„Wir waren beide mit der ‚Brücke‘ sehr zufrieden“

Die Wittenstein SE hat 2016 den familieninternen Nachfolgeprozess abgeschlossen. Im Interview schildern Vater und Tochter die einzelnen Etappen auf diesem langen Weg und erklären, wie sie Rivalitäten innerhalb der Familie und im Unternehmen vorgebeugt haben.

Neben der Führungsfrage geht es bei der Nachfolge auch um die Eigentümerfrage. Welchen Plan haben Sie hier verfolgt?

Dr. Manfred Wittenstein: Ich habe relativ früh die ganze Familie, meine Geschwister und meine Kinder, in die Frage der Eigentumsnachfolge mit einbezogen. Zu diesem Zeitpunkt besaß ich 90 Prozent der Stimm-und Kapitalanteile. Meine Geschwister waren zu diesem Zeitpunkt noch nicht beteiligt. Wir haben dann für den Familienzusammenhalt und die Bewahrung der unternehmerischen Unabhängigkeit eine Familiencharta entworfen. Darin haben wir die Familie definiert, also wer dazugehört und wer nicht, was unsere Regeln sind, sodass in Zukunft wenig Konfliktpotential entsteht. Für die Aktionäre gilt zum Beispiel die Gütertrennung.
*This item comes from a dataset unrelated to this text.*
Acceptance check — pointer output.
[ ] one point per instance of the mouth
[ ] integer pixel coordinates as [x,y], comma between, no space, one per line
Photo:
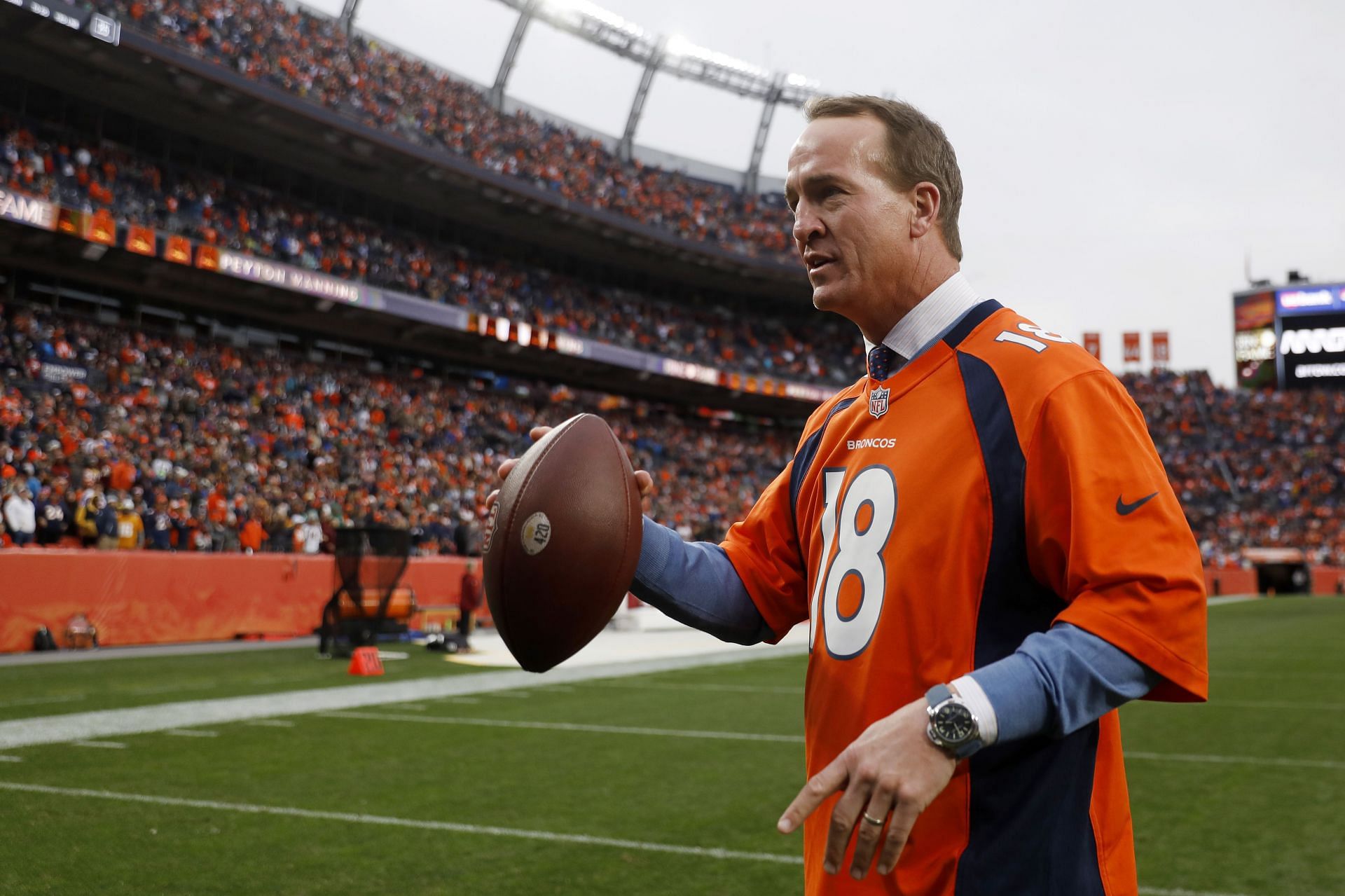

Es wurde auch geregelt, dass alle Familienmitglieder den gleichen Eignungsprozess wie Anna-Katharina durchlaufen müssen, wenn sie sich im Familienunternehmen als Führungskraft oder Gesellschafter engagieren wollen. Durch die Familiencharta wurden aus meiner Sicht faire Regeln geschaffen für den Fall, dass weitere Familienmitglieder durch Vererbung Aktionäre werden.

Antriebssystem Galaxie® von Wittenstein: Die neue Gattung ist mit Industrie 4.0-Konnektivität ausgestattet.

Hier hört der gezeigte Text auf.